Bernard's description of incidents that turned the population against the government and the Americans, reads eerily similar to what has been happening in Iraq and Afghanistan in recent years: villages shelled deliberately, or by accident; maltreatment and beatings of VC in detention centers where they were supposed to be convinced to join the government side; drunken troops grenading a Vietnamese family dog, and then smashing the family's house with an armored personnel carrier; a local Vietnamese security director imprisoned under harsh conditions as a VC; U.S. operatives killing villagers instead of the communist cadre they were supposed to be targetting.
"The tools of the US overwhelmingly are military, i.e., bombs, artillery and infantry battalions. This basic failure in the US perception of the war insured the enemy becomes stronger each year despite heroic lists of KIA [killed-in-action], weapons captured and VC eliminated," Bernard wrote in his after-action report.
Bernard's report was apparently so damning, that Colby "immediately snatched back every copy Bernard had forwarded to others in his circle, in effect, classifying the report," Bartlett wrote.
After his postings to Laos and Vietnam, Bernard's final assignment was to the University of California at Berkeley—a center of the anti-war movement and the rising counterculture—in 1972, to restore the Army ROTC program. Throwing the old ROTC curriculum out the window, Bernard put together a series of lectures and courses centering on revolution and insurgency/counterinsurgency, which drew standing-room-only audiences, including prominent student radicals and anti-war protesters. As one of his relatives said concerning Bernard's assignment at Berkeley: The war protesters liked him, because he was also a war protester.
'How Fortunate We Were...'
An intellectual by nature, Bernard embodied that all-too-rare combination of intelligence and guts. A close friend described him as the rare embodiment of a man who had little fear of controversy, and who could—and did—deal with many groups across a wide spectrum of beliefs, savoring the dynamics and unique viewpoints of each.
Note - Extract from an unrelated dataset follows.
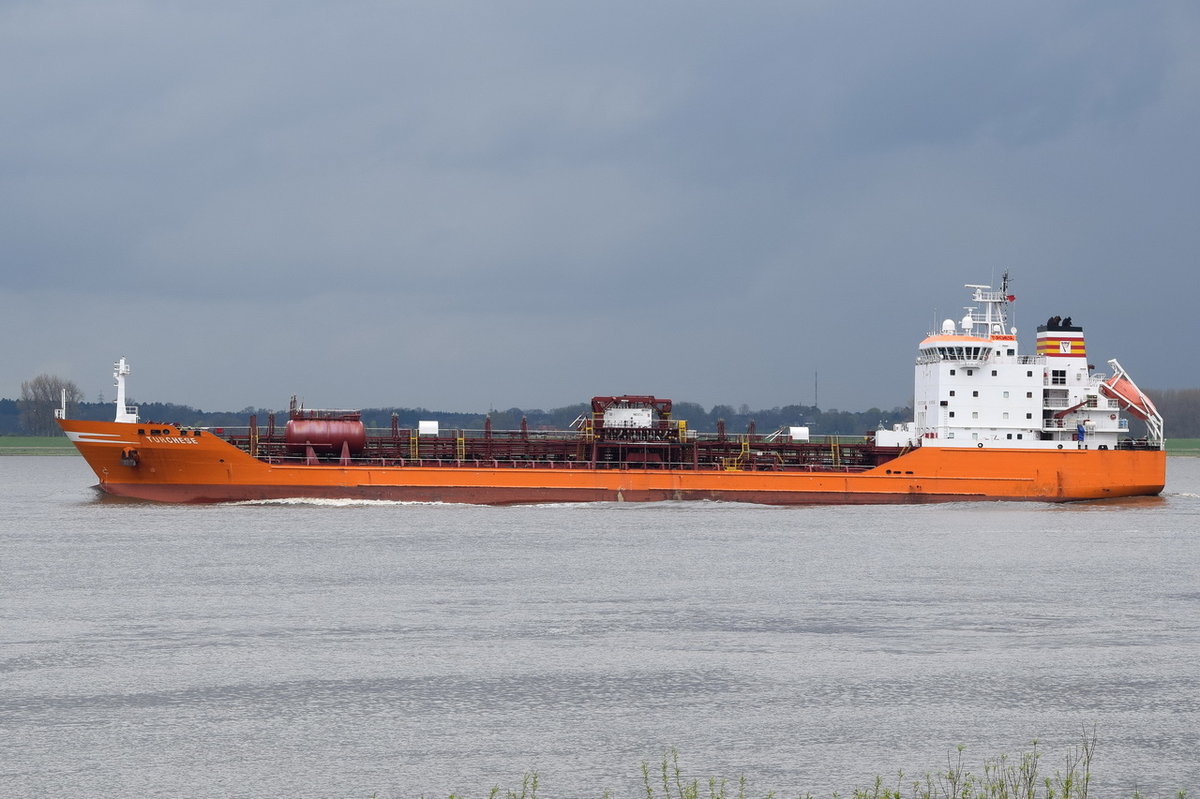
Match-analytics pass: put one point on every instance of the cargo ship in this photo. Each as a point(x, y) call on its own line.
point(989, 424)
Bernard's intellectual curiosity brought him into contact with the LaRouche movement, and into regular discussions of strategic and military policy with us. He attended a number of events at which LaRouche spoke, and, after one such event, sent one of his ubiquitous e-mails to his circle of friends describing the event as "an extraordinary affair," and commenting on LaRouche's presentation, that "The erudition of this man and the breadth of his knowledge of our world was striking."
In 2002, on the occasion of LaRouche's 80th birthday, Carl Bernard submitted the following for publication in the Festschrift for LaRouche:
"The two of us have lasted a long time. Looking back at the world I knew is moving. Thinking about what you've done with your life and your world touches me as well. Reflections on our early days and what we knew then is one of the most valuable of the gifts that time has left with us. You have touched many lives and you will never be forgotten. My time as a soldier let me understand the perspectives of many young men, including those of a number we were allied with or fighting against. My conclusions for the pair of us focus on how fortunate we were to have been involved in so many of the prime events of our times."